Rio - O Tribunal Superior Eleitoral (TSE) publicou, nesta quinta-feira (23), a decisão que reconhece a renúncia do ex-governador Cláudio Castro (PL) e o vice Thiago Pampolha. Com isso, o órgão entende que os cargos não ficaram vagos por conta da cassação do diploma.
O TSE condenou Castro por abuso de poder político e econômico nas eleições de 2022 e declarou sua inelegibilidade até 2030. Segundo a acusação, a Ceperj e a Universidade do Estado do Rio de Janeiro (Uerj) foram utilizadas para criar mais de 27 mil cargos irregulares comissionados para empregar cabos eleitorais e favorecer a reeleição do então governador em 2022.
A decisão publicada nesta quinta-feira tem impacto no modelo de escolha para o governador do mandato-tampão, já que a cassação por decisão da Justiça eleitoral implicaria em uma nova eleição com voto popular. Com a renúncia, os estados podem definir o modelo e a Assembleia Legislativa do Rio (Alerj) optou pela eleição indireta.
Indefinição
O Supremo Tribunal Federal (STF) ainda deve julgar se as eleições serão diretas ou indiretas. A votação começou no início do mês, mas o ministro Flávio Dino solicitou mais tempo para analisar o processo e destacou que a decisão do TSE ainda não havia sido publicada.

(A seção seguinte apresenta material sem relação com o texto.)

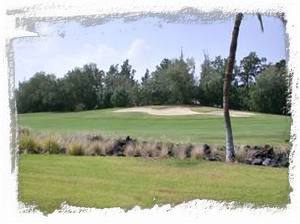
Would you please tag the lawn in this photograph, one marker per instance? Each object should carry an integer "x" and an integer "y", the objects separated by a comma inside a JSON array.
[
  {"x": 103, "y": 182},
  {"x": 257, "y": 129}
]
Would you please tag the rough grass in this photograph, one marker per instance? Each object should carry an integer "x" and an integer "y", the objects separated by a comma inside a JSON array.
[
  {"x": 259, "y": 129},
  {"x": 102, "y": 182}
]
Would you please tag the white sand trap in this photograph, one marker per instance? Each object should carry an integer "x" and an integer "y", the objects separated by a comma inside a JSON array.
[
  {"x": 168, "y": 111},
  {"x": 177, "y": 111}
]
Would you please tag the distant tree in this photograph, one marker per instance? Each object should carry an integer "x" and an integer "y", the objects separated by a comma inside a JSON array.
[
  {"x": 37, "y": 94},
  {"x": 81, "y": 87},
  {"x": 172, "y": 82},
  {"x": 230, "y": 153},
  {"x": 211, "y": 81},
  {"x": 250, "y": 67},
  {"x": 269, "y": 94},
  {"x": 120, "y": 87}
]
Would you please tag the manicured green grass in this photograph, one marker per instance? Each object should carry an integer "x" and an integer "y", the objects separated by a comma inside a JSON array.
[
  {"x": 258, "y": 129},
  {"x": 102, "y": 182}
]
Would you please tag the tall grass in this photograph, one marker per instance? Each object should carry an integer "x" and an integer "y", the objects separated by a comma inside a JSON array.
[{"x": 97, "y": 145}]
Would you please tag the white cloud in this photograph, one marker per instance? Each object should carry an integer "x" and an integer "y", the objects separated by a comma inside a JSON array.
[{"x": 137, "y": 48}]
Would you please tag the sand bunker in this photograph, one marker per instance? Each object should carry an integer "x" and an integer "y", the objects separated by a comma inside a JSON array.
[{"x": 176, "y": 111}]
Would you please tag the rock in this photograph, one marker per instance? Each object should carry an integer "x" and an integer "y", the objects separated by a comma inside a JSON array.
[
  {"x": 188, "y": 151},
  {"x": 284, "y": 161},
  {"x": 257, "y": 162},
  {"x": 267, "y": 162},
  {"x": 206, "y": 149}
]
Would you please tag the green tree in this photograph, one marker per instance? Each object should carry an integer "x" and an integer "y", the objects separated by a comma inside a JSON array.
[
  {"x": 269, "y": 94},
  {"x": 230, "y": 153},
  {"x": 37, "y": 94}
]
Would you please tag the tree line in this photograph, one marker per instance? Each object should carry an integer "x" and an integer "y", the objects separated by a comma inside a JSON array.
[{"x": 255, "y": 86}]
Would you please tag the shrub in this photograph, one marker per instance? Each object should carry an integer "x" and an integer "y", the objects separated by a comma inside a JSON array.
[
  {"x": 29, "y": 145},
  {"x": 197, "y": 152},
  {"x": 75, "y": 149},
  {"x": 133, "y": 149},
  {"x": 51, "y": 146},
  {"x": 95, "y": 149},
  {"x": 180, "y": 152}
]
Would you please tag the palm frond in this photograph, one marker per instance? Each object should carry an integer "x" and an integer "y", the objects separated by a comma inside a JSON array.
[{"x": 260, "y": 21}]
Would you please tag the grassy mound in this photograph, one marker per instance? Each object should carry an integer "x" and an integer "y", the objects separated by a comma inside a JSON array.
[
  {"x": 49, "y": 180},
  {"x": 259, "y": 129}
]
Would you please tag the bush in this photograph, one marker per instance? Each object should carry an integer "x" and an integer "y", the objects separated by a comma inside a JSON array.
[
  {"x": 95, "y": 149},
  {"x": 76, "y": 149},
  {"x": 51, "y": 146},
  {"x": 28, "y": 145}
]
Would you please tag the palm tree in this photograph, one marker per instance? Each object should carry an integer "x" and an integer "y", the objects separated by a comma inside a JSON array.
[{"x": 230, "y": 154}]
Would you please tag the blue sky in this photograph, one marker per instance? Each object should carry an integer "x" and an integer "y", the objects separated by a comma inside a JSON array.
[{"x": 63, "y": 45}]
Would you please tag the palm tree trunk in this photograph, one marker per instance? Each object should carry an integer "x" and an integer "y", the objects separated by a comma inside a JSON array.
[{"x": 230, "y": 154}]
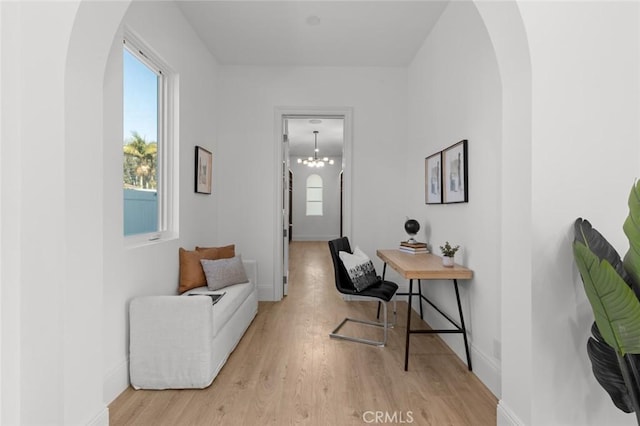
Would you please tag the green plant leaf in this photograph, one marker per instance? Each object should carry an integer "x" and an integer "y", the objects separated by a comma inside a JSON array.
[
  {"x": 615, "y": 307},
  {"x": 631, "y": 229}
]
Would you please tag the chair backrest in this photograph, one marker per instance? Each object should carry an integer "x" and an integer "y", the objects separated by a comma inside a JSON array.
[{"x": 343, "y": 282}]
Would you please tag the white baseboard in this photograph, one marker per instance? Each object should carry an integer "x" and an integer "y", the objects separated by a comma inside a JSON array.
[
  {"x": 506, "y": 417},
  {"x": 314, "y": 237},
  {"x": 487, "y": 371},
  {"x": 116, "y": 381},
  {"x": 265, "y": 293},
  {"x": 101, "y": 419}
]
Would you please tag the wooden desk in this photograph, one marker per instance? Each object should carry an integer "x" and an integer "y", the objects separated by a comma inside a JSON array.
[{"x": 426, "y": 267}]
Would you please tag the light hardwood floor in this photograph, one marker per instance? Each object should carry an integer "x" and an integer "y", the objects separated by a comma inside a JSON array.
[{"x": 286, "y": 370}]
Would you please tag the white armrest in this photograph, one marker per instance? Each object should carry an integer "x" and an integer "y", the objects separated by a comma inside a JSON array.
[
  {"x": 171, "y": 339},
  {"x": 165, "y": 332},
  {"x": 251, "y": 268}
]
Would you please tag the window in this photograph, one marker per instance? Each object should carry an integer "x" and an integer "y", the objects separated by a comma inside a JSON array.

Na sequência, os ministros André Mendonça, Nunes Marques e Cármen Lúcia pediram para antecipar seus votos. Eles acompanharam Luiz Fux, posicionando-se a favor de eleições indiretas. Ainda faltam votar Alexandre de Moraes, Dias Toffoli, Gilmar Mendes e, por último, Edson Fachin.
Entenda
O imbróglio no Governo do Estado do Rio começou quando Cláudio Castro renunciou, em 23 de março, com o objetivo de se candidatar ao Senado. No dia seguinte, o Supremo Tribunal Eleitoral (TSE), condenou Castro à inelegibilidade pelo prazo de oito anos, a contar do pleito de 2022.
Pela linha sucessória, o vice Thiago Pampolha é quem deveria assumir o cargo, mas ele renunciou ao cargo em maio de 2025 para assumir um cargo no Tribunal de Contas do Estado.
Terceiro na linha de sucessão, o então presidente da Alerj, Rodrigo Bacellar, teve o mandato cassado. Com isto, o desembargador Ricardo Couto, presidente do Tribunal de Justiça do Rio de Janeiro (TJRJ) assumiu o cargo de forma interina.
Em 26 de março, a Alerj elegeu, em uma sessão relâmpago, o deputado Douglas Ruas como presidente da casa por 45 votos a 0, sob protesto da oposição, que não participou da eleição e foi à Justiça para pedir a anulação da escolha. Ruas iria assumir o governo interinamente, pela linha sucessória.
No mesmo dia, à noite, a presidente em exercício do TJRJ, desembargadora Suely Lopes Magalhães, anulou a votação. O cargo, então, voltou para Ricardo Couto.
Na noite do dia 27 de março, o ministro do STF Cristiano Zanin suspendeu a realização das eleições indiretas para o cargo. O magistrado ainda determinou que Ricardo Couto permanecesse no cargo até que o processo fosse julgado.
Já nesta quinta-feira (23), o recém-eleito presidente da Alerj, Douglas Ruas, protocolou um pedido no Supremo Tribunal Federal (STF) para ser reconhecido como primeiro na linha sucessória e, assim, assumir o cargo de governador em exercício do estado.